The commandment not to eat leavened foods is an invitation to acknowledge the creature before God and refers to suffering and the misery of existence. On the other hand, leaven signifies pride; leaven makes things grow, it is an attitude of arrogance. The complete cleaning of the house to free it from leaven is a pedagogical exercise for preparing for the feast of the Lord, without pride or malice, but celebrating it like unleavened bread. Paul makes reference to this in his letter to the Corinthians when he interprets Christ as Pesach and asks his pagan followers to be like the Pesach Matzah: “Your boasting is not at all beautiful! Do you not know that a little leaven leavens the whole lump? Cleanse yourselves from the old leaven that you may be a new lump, for you are unleavened bread, since Christ our Pesach has been sacrificed. Therefore, let us keep the feast, not with old leaven, nor with the leaven of malice and wickedness, but with the matzah of purity and truth” (1 Cor 5:6-8).
This act of making memory is well exposed in the text of the Haggadah of Pesach, which is the text (narrative) used for the liturgy of the night of Pesach, containing the reading of the story of the liberation of the people of Israel from Egypt as described in the book of Exodus. The text says: “In every age, each of us has the duty to consider himself as if he had left Egypt, as it is said: ‘In that day you shall say to your son, “This is what the Lord did for me when I came out of Egypt.” It is in this vision that the Lord acted for me when I came out of Egypt’ (Ex 13:8). That is why we have the duty to thank, sing, praise, glorify, exalt, celebrate and bless the One who performed, for our ancestors and for us, all these miracles. He brought us from slavery to freedom, from anguish to joy, from mourning to celebration, from darkness to light, from slavery to freedom. Let us sing in his honour, hallelujah.”
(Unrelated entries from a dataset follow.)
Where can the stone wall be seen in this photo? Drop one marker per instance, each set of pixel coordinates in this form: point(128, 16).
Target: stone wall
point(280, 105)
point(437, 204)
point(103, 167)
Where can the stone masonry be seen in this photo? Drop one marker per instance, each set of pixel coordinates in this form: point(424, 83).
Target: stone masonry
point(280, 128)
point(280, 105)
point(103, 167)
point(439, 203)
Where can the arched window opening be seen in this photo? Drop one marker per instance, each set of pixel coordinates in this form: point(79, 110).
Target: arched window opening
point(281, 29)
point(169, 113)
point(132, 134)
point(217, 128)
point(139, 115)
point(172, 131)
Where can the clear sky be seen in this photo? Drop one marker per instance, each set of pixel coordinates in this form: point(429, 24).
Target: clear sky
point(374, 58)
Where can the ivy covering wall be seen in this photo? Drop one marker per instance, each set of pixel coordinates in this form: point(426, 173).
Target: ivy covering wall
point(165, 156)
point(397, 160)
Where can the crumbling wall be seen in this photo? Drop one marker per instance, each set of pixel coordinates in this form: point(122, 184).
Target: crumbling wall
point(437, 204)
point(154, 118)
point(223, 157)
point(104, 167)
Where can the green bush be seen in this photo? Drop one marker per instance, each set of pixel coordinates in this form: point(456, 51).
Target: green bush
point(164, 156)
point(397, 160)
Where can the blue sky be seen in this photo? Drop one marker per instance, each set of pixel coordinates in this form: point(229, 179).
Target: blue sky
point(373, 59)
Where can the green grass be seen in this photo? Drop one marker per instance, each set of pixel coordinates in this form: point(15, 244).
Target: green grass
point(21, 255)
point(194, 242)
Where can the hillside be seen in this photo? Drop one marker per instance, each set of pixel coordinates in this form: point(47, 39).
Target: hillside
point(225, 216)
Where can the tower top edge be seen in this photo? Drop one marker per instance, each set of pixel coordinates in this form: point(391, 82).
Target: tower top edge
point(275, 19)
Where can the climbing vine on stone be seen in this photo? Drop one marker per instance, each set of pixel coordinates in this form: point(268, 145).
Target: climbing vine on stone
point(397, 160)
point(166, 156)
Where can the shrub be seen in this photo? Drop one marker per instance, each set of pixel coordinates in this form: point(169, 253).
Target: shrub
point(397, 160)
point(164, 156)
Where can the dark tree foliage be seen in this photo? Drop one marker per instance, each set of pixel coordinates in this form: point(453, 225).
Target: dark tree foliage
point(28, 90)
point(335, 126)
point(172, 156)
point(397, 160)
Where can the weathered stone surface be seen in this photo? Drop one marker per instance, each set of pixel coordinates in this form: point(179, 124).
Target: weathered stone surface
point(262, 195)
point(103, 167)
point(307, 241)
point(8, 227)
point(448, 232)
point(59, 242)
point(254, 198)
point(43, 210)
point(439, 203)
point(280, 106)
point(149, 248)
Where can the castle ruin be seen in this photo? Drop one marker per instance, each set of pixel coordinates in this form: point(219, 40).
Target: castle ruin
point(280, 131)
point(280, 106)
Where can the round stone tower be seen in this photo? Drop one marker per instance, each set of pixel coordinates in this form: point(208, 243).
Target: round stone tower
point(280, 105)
This means that throughout history, Israel will remember and renew all these gestures, making them present and alive in each celebration. The Gospel of Luke confirms this practice when it mentions that Jesus and his parents did this every year: “Every year his parents went to Jerusalem for the feast of the Pesach” (Luke 2:41). Jesus is part of this practice and therefore remembering is renewing the events, assuming the meaning of the sacrifice of the lamb (of God) that is set apart for God as the source of new life.
Therefore, the (last) Pesach that Jesus celebrated according to the tradition of his people, signifying the passage from death to life, from sadness to joy, from slavery to freedom, will be assumed entirely in the death and resurrection of Jesus as the definitive Pesach, the eschatological Pesach. The blood of the lamb that saved the Hebrews from death in Egypt is now the blood of the Lamb of God that extends salvation to all humanity. The experience of Pesach lived by the people of Israel, as freedom, new life, new time, now, through Jesus who died and was resurrected, is offered to all humanity which was not included until then in Israel’s promises; humanity passes from a life without God to life with God who reveals himself to Israel and through Jesus Christ to all humanity. Consequently, in Jesus all humanity makes the passage from death to life. Therefore, the definitive Pesach proclaimed by the death and resurrection of Jesus does not invalidate or replace the Jewish Pesach; on the contrary, it can assume its full meaning only when understood from the perspective (within) of the Jewish Pesach.
My wishes to Jews and Christians are that in this Pesach time for both, they may celebrate and experience God who is present and who brings liberation to his sons and daughters. Hallelujah! Hag Sameah!.